I wonder if a triplane glider whose front view is shown in the figure can be built and flown successfully. As you can see, the middle wing has a dihedral angle, but the top and bottom wings do not. The vertical lines represent structural members. The idea behind this strange design is that a box-shape with diagonal members is structurally very strong, hence my interest. I realize that the structural members at each end will contribute to the drag, even if they have a streamlined shape. I also realize that every corner of this shape will not produce much lift, but will produce much interference drag. Yet, I wonder if this weird triplane will fly properly at low speeds. Any thoughts?

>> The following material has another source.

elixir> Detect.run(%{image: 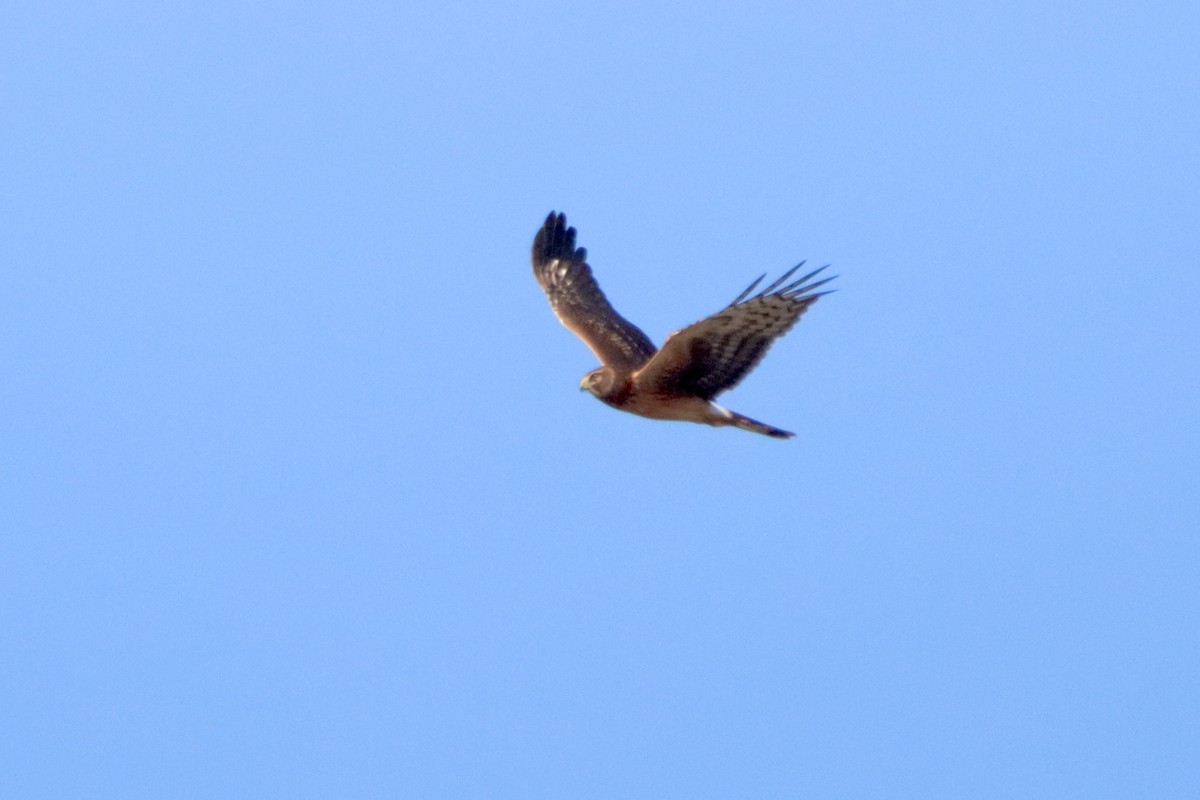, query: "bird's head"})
[580,367,617,399]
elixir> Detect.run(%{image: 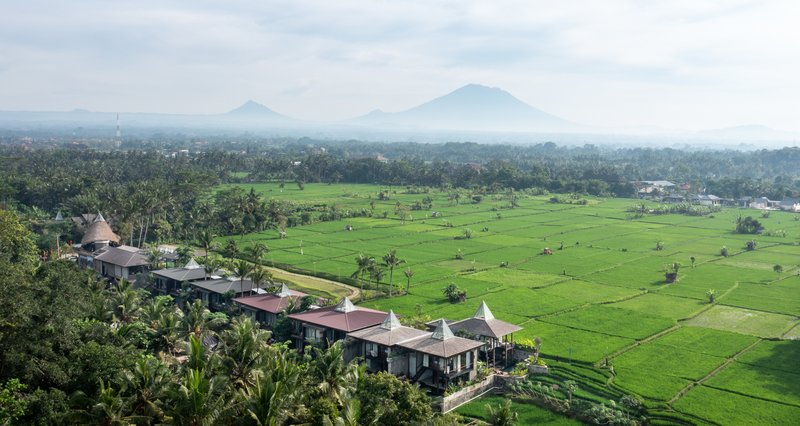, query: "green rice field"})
[220,183,800,424]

It would depend on the relationship between span and separation. The dihedral would be too great on a short-span wing, as drawn, leading to all sorts of issues. Since the separation needs to be more than usual, approaching two chord lengths, you would need a very high aspect ratio, maybe 15 or so.
But if you were to leave out the middle wing and cross-brace each side with thin wires, as a biplane it would be just as stiff and perform a heck of a lot better.
This might work better thinking on the x,y, and z axes. I am seeing a dihedral upper wing, a straight lower wing, and a t-tail.
A dihedralled upper wing, with a little sweep, would interfere with the lower wing first near the front, causing the plane to pitch down before it stalled if AOA became too great. There should be some gap between the two.
The concept, as drawn, would suffer from interference issues, and, as the other writer explained, would work far better with bracing wires, better still with 2 or (or 1) thick cambered cantilevered wings.
Also possible would be a "Sopwith Bonanza": a biplane with a butterfly tail.